Recently, I've been taking in the Polish National Ballet's rendition of Dracula. Very quickly, it has become one of those pieces of art that has left me at a total loss for how its creation was even possible. If I stay at this level of the illusion, I'm at risk of feeling that it is pointless to make art myself, because I could never create an original piece anywhere near as great (as similar pieces have done to me in the past).

Luckily, it reminded me of an important point that is best to keep in mind when running into this. Not only were there dozens & dozens of experts that took months & months to create this together, but they were all standing on the shoulders of humans - (While the phrase, "...If I have seen further it is by standing on the shoulders of Giants." is evocatively poetic, it would be more accurate to describe it as standing on the untold multitude of people that inspiration was drawn from).

The creative process does not start from nothing, and often some of the most famous works are explicitly refrencing, twisting, or retelling something already existing. As an example, what many consider the greatest novel of the modernist era, James Joyce's Ulysses (1922), is deeply connected to Homer's Odyssey, the ancient Greek classic. Tarkovsky's Stalker (1979), was in turn inspired by Roadside Picnic (Strugatsky & Strugatsky 1972). When writers aren't drawing inspiration from previous material, they are often drawing directly from their own life experience, such as Kurt Vonnegut's Slaughterhouse-Five (1969), and Harper Lee's, To Kill a Mockingbird (1960). The image of an artist drawing something out of the aether to create something truly original is an unrealistic ideal to try to hold yourself to.

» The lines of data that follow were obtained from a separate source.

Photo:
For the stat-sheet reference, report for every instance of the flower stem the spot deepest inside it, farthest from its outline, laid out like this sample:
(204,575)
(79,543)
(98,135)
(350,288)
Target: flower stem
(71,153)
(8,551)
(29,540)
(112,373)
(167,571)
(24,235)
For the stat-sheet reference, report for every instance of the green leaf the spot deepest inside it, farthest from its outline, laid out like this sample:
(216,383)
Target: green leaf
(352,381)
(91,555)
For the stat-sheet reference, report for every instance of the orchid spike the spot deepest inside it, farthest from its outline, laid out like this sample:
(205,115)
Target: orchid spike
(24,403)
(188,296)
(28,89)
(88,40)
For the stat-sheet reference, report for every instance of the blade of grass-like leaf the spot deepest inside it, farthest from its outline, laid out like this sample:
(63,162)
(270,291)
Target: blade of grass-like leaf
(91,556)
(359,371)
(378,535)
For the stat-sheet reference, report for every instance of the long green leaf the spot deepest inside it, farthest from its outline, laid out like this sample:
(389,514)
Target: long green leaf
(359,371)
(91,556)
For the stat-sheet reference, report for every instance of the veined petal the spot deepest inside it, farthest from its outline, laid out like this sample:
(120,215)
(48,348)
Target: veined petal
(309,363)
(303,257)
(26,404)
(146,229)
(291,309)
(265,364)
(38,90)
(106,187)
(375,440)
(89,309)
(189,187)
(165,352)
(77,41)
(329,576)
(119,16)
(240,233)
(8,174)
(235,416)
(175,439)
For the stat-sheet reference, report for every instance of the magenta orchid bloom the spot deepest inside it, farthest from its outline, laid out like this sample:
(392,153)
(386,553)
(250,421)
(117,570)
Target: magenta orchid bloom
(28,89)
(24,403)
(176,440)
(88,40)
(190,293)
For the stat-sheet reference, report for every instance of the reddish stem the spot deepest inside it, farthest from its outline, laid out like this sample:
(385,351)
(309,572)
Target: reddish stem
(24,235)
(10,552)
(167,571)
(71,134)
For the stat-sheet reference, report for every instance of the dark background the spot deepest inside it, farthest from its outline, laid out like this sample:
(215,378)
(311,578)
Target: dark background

Now, to return to Dracula we can take apart the full production, piece by piece to see the mountain of inspirations that a single piece of art can stand on. To start, the story is of course directly taken from Bram Stoker's Dracula (1897), which draws inspiration from prexisting vampiric folklore, as well as numerous other sources as argued by scholars.

The score is not an original specifically made for this production; it is arranged from the composistions of Wojciech Kilar, including his score of Bram Stoker's Dracula (1992).

To move into a broader realm now, the set design, costuming, choreography, performances, technical attributes, staging, production, and so much more are the result of skills and techniques being passed down and developed for centuries, with the contemporary practitioners indiviudally having decades of personal experience in their crafts.

Human experience, as far as we know, does not arise in a vacuum. So, if something seems impossible, break it down into parts and slowly build understanding to see the secret history within it - that all things are standing upon.